Aside from our regular Office Hours sessions, held virtually on the second Tuesday of each month from 3:00pm to 4:00pm/ET, as well as on-demand concierge support by our team of data experts, users can also find a wealth of valuable information at the Kids First DRC Help Center and User Support Forum.
At the Help Center, find answers to frequently asked questions, review release notes for Kids First Studies, access how-to guides for searching and analyzing data, and more!
On the Support Forum, users can find latest technical announcements from the Kids First data team, pose questions, engage in dialog with other portal user, and search conversation threads to get the helpful information they need.
To learn more about each of these support resources, contact our Scientific Community Program Manager, Dr.

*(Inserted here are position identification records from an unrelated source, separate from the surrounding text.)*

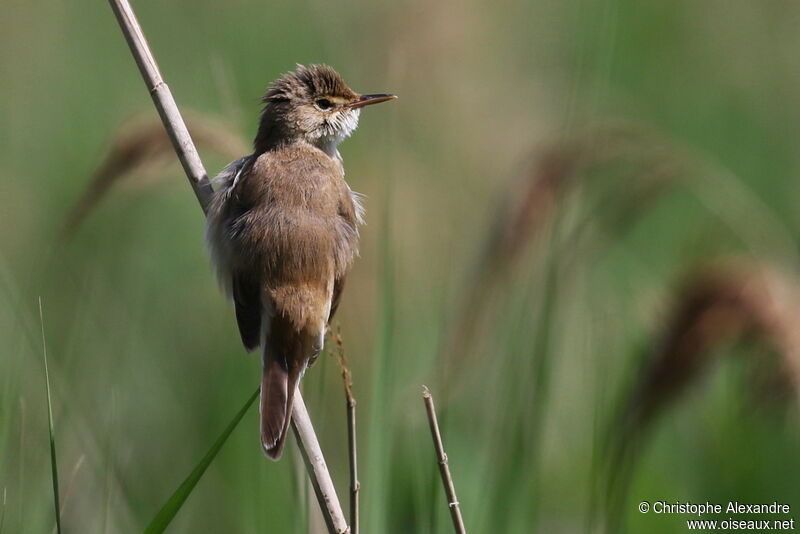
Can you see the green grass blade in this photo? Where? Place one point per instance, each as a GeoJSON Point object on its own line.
{"type": "Point", "coordinates": [167, 513]}
{"type": "Point", "coordinates": [53, 462]}
{"type": "Point", "coordinates": [3, 512]}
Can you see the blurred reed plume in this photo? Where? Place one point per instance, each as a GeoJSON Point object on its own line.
{"type": "Point", "coordinates": [626, 165]}
{"type": "Point", "coordinates": [142, 148]}
{"type": "Point", "coordinates": [717, 304]}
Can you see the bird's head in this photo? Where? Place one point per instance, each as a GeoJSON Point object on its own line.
{"type": "Point", "coordinates": [312, 104]}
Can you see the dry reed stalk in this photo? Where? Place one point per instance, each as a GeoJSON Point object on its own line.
{"type": "Point", "coordinates": [193, 166]}
{"type": "Point", "coordinates": [350, 405]}
{"type": "Point", "coordinates": [143, 146]}
{"type": "Point", "coordinates": [444, 467]}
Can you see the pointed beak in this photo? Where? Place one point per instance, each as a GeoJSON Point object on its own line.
{"type": "Point", "coordinates": [366, 100]}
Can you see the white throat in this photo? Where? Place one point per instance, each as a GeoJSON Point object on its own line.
{"type": "Point", "coordinates": [339, 127]}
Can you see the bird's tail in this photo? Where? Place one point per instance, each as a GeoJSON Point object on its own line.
{"type": "Point", "coordinates": [285, 354]}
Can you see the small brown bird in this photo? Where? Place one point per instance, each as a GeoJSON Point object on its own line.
{"type": "Point", "coordinates": [282, 230]}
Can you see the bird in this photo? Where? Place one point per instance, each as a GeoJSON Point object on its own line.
{"type": "Point", "coordinates": [282, 232]}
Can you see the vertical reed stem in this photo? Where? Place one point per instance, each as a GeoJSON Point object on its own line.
{"type": "Point", "coordinates": [444, 468]}
{"type": "Point", "coordinates": [198, 178]}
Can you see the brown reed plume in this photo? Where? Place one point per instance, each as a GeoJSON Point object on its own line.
{"type": "Point", "coordinates": [718, 304]}
{"type": "Point", "coordinates": [632, 165]}
{"type": "Point", "coordinates": [142, 148]}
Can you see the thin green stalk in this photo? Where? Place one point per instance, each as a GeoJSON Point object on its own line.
{"type": "Point", "coordinates": [170, 508]}
{"type": "Point", "coordinates": [53, 462]}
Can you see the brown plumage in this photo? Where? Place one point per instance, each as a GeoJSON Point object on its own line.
{"type": "Point", "coordinates": [282, 231]}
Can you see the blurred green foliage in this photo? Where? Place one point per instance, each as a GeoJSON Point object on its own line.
{"type": "Point", "coordinates": [145, 363]}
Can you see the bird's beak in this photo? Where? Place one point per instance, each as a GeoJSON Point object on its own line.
{"type": "Point", "coordinates": [366, 100]}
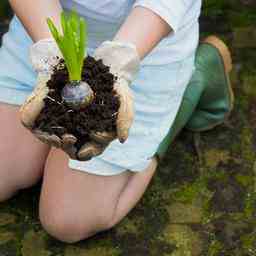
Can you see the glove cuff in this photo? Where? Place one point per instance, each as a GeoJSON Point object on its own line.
{"type": "Point", "coordinates": [44, 55]}
{"type": "Point", "coordinates": [122, 58]}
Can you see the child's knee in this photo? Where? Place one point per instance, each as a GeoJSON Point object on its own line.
{"type": "Point", "coordinates": [70, 229]}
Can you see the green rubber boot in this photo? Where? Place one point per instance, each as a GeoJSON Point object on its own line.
{"type": "Point", "coordinates": [208, 99]}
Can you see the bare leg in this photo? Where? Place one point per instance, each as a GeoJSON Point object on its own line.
{"type": "Point", "coordinates": [75, 205]}
{"type": "Point", "coordinates": [22, 157]}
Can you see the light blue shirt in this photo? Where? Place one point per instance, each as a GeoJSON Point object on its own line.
{"type": "Point", "coordinates": [104, 18]}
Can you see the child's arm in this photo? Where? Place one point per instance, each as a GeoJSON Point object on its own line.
{"type": "Point", "coordinates": [33, 14]}
{"type": "Point", "coordinates": [143, 28]}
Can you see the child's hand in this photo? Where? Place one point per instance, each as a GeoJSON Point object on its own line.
{"type": "Point", "coordinates": [124, 64]}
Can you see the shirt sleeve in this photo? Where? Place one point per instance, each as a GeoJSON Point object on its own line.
{"type": "Point", "coordinates": [171, 11]}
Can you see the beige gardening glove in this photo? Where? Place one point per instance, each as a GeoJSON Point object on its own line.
{"type": "Point", "coordinates": [123, 61]}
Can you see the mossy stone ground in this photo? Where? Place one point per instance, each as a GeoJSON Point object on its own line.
{"type": "Point", "coordinates": [201, 202]}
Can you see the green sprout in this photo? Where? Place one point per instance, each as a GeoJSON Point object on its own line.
{"type": "Point", "coordinates": [72, 43]}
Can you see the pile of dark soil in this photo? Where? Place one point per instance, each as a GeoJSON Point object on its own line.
{"type": "Point", "coordinates": [58, 118]}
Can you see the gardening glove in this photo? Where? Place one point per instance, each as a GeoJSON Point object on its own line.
{"type": "Point", "coordinates": [124, 62]}
{"type": "Point", "coordinates": [44, 55]}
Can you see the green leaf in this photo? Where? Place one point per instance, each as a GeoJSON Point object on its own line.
{"type": "Point", "coordinates": [72, 43]}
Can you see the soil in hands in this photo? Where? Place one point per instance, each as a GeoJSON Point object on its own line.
{"type": "Point", "coordinates": [101, 115]}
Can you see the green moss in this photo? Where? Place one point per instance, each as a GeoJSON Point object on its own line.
{"type": "Point", "coordinates": [249, 243]}
{"type": "Point", "coordinates": [250, 205]}
{"type": "Point", "coordinates": [35, 243]}
{"type": "Point", "coordinates": [187, 242]}
{"type": "Point", "coordinates": [214, 248]}
{"type": "Point", "coordinates": [96, 251]}
{"type": "Point", "coordinates": [213, 157]}
{"type": "Point", "coordinates": [247, 147]}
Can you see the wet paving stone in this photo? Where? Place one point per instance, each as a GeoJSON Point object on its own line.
{"type": "Point", "coordinates": [202, 201]}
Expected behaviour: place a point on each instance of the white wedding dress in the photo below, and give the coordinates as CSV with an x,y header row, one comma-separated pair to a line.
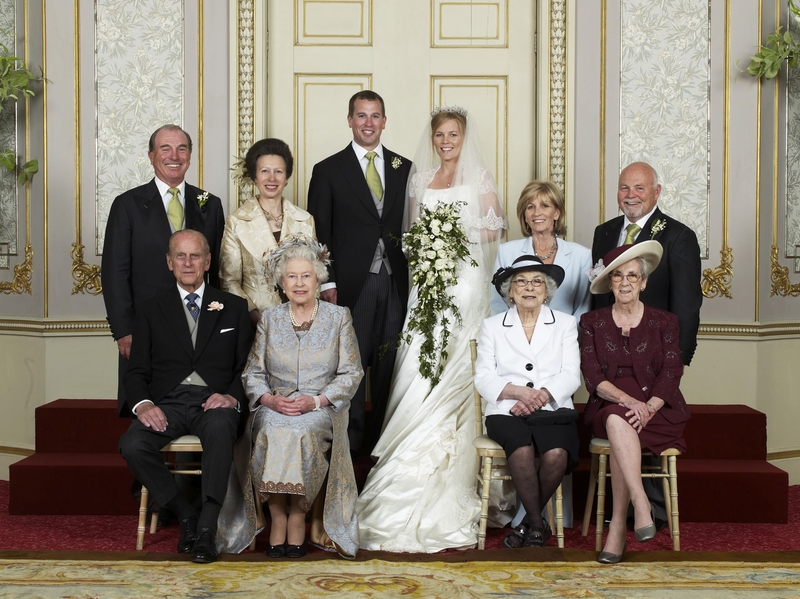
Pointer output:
x,y
421,495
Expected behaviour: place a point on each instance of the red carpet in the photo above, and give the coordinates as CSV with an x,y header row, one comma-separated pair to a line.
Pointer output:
x,y
118,533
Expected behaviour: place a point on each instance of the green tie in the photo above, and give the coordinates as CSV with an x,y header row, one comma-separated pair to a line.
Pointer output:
x,y
632,229
373,178
175,210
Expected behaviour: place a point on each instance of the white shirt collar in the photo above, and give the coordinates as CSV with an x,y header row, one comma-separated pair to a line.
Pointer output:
x,y
198,291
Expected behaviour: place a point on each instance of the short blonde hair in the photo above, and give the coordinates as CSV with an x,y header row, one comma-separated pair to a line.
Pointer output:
x,y
553,193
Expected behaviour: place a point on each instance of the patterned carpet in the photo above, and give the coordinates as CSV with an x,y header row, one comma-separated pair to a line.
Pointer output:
x,y
72,579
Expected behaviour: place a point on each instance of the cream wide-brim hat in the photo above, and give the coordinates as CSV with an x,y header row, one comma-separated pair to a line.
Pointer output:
x,y
650,251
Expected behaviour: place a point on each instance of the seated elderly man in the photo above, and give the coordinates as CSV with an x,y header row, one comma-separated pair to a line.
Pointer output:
x,y
190,345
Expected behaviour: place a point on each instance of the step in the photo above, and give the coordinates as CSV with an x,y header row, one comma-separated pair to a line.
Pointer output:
x,y
714,432
714,491
71,483
79,426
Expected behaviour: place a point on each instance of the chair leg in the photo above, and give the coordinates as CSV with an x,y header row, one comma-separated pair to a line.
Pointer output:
x,y
674,516
142,520
587,512
486,480
601,500
560,517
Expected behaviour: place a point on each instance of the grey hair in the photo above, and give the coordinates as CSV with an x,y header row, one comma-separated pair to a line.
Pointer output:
x,y
299,252
549,284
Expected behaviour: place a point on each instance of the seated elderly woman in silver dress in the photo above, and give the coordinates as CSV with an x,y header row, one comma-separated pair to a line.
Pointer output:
x,y
303,369
528,367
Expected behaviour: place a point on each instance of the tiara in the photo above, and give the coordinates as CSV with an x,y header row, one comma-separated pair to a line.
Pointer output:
x,y
455,109
295,241
239,173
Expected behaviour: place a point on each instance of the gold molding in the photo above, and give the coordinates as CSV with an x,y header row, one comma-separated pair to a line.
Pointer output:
x,y
245,85
717,282
23,274
51,326
21,451
200,92
779,275
45,196
86,277
757,296
603,43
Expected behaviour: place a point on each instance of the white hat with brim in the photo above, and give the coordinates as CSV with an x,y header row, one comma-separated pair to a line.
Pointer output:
x,y
650,251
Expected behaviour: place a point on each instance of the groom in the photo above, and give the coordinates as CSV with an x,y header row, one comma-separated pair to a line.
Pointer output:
x,y
357,198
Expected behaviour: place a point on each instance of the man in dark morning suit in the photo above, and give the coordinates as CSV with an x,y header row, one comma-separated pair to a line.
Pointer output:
x,y
139,226
674,285
190,345
357,198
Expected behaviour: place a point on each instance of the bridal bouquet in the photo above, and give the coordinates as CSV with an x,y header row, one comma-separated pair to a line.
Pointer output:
x,y
435,244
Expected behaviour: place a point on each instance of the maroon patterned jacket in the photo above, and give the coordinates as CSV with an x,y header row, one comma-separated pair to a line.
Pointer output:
x,y
657,364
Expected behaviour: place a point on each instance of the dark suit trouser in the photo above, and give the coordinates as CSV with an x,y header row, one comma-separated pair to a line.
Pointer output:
x,y
217,430
378,320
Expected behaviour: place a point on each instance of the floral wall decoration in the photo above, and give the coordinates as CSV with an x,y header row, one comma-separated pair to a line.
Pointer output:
x,y
139,85
664,102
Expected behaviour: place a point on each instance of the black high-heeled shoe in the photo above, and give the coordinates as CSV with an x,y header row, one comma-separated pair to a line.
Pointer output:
x,y
296,550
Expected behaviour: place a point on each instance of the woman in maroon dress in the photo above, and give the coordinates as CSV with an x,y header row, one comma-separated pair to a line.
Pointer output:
x,y
632,366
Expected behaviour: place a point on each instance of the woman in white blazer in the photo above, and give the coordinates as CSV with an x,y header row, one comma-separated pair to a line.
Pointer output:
x,y
542,217
527,370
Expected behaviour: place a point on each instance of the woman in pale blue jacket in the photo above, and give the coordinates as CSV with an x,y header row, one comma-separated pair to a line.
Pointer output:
x,y
540,210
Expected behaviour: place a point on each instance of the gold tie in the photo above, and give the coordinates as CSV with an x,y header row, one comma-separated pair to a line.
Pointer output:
x,y
632,229
175,210
373,178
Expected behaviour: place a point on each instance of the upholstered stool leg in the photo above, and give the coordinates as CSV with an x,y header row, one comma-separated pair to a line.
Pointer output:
x,y
673,514
601,500
142,520
486,480
587,512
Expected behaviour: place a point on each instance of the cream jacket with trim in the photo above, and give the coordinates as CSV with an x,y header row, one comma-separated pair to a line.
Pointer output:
x,y
248,237
551,359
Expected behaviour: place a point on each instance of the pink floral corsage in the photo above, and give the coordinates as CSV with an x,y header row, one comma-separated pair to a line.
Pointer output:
x,y
596,270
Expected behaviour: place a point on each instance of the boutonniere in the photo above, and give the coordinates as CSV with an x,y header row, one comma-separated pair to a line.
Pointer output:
x,y
657,227
595,270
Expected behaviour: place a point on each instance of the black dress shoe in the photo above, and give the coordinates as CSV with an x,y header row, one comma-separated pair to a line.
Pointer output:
x,y
205,549
164,517
188,535
296,550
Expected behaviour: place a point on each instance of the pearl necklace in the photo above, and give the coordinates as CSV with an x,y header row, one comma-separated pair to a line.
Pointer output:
x,y
307,324
550,253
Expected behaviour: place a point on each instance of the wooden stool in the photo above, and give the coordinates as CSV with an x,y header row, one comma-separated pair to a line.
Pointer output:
x,y
668,473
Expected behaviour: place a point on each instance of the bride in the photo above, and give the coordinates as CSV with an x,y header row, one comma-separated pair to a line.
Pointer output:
x,y
421,494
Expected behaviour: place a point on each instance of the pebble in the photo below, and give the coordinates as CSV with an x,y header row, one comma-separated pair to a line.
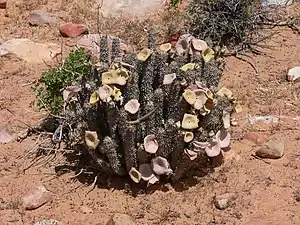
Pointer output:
x,y
86,210
36,197
3,4
29,51
224,201
257,137
121,219
47,222
39,18
72,30
271,150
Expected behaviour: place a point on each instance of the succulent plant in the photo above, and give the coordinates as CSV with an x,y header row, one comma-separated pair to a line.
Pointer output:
x,y
144,115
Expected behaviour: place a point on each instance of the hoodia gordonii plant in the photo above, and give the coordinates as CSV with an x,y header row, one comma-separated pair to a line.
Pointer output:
x,y
149,115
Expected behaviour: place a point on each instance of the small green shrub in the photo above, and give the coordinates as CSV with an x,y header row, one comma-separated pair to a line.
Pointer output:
x,y
51,83
223,22
173,3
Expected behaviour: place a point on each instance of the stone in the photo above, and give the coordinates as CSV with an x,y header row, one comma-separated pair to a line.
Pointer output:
x,y
36,197
86,210
271,150
72,30
257,137
224,201
294,74
29,51
6,134
139,8
47,222
121,219
90,42
3,4
36,18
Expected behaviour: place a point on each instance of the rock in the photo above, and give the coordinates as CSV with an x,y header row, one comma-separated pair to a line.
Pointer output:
x,y
29,51
224,201
140,8
47,222
36,197
121,219
257,137
72,30
271,150
39,18
89,42
3,4
294,74
297,195
86,210
231,157
6,134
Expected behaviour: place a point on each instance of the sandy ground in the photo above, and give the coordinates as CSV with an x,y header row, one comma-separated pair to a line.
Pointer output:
x,y
265,189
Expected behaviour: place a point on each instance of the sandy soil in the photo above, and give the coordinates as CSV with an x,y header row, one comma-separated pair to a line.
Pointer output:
x,y
265,189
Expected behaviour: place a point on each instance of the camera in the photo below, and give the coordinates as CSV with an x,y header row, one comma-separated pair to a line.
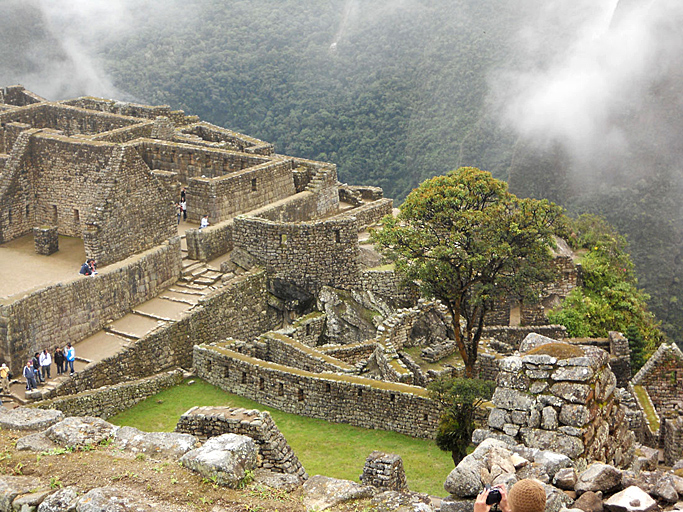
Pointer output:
x,y
494,496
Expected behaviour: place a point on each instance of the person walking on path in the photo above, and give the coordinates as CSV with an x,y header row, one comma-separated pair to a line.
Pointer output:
x,y
45,362
59,361
4,378
70,354
30,377
36,367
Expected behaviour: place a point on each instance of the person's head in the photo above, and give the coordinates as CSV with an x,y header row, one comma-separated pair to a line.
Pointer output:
x,y
527,495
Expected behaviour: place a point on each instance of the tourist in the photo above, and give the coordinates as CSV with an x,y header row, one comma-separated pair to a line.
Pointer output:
x,y
45,362
183,207
526,495
88,268
36,367
4,378
59,361
70,355
30,377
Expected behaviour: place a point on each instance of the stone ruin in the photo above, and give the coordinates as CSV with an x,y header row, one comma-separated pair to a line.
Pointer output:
x,y
560,397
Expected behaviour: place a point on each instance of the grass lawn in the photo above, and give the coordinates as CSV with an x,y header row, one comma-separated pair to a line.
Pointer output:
x,y
324,448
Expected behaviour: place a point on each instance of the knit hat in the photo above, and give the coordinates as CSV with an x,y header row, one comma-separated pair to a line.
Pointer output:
x,y
527,496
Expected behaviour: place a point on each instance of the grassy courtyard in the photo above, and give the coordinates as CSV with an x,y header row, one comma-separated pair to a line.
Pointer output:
x,y
325,448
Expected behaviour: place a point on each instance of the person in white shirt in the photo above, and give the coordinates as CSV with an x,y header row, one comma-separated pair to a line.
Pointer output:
x,y
45,360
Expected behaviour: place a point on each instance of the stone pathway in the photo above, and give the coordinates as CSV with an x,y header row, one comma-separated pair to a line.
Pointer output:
x,y
198,279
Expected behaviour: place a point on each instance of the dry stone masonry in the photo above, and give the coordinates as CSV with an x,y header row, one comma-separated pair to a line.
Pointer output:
x,y
561,397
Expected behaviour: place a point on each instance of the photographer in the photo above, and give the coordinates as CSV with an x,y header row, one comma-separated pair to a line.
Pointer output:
x,y
525,496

David Higgins, at firstname.lastname@example.org.
Inviting New Collaborations
The Kids First DRC is continuously working to forge new collaborations and assist investigators around the world and across the childhood cancer and structural birth defect research landscape in maximizing the discovery potential of their scientific efforts. Whether partnering with other research efforts or working with researchers to optimize the user experience, Kids First DRC experts and administrators are committed to supporting efforts to develop better treatments and scientific insights for the benefit of children everywhere.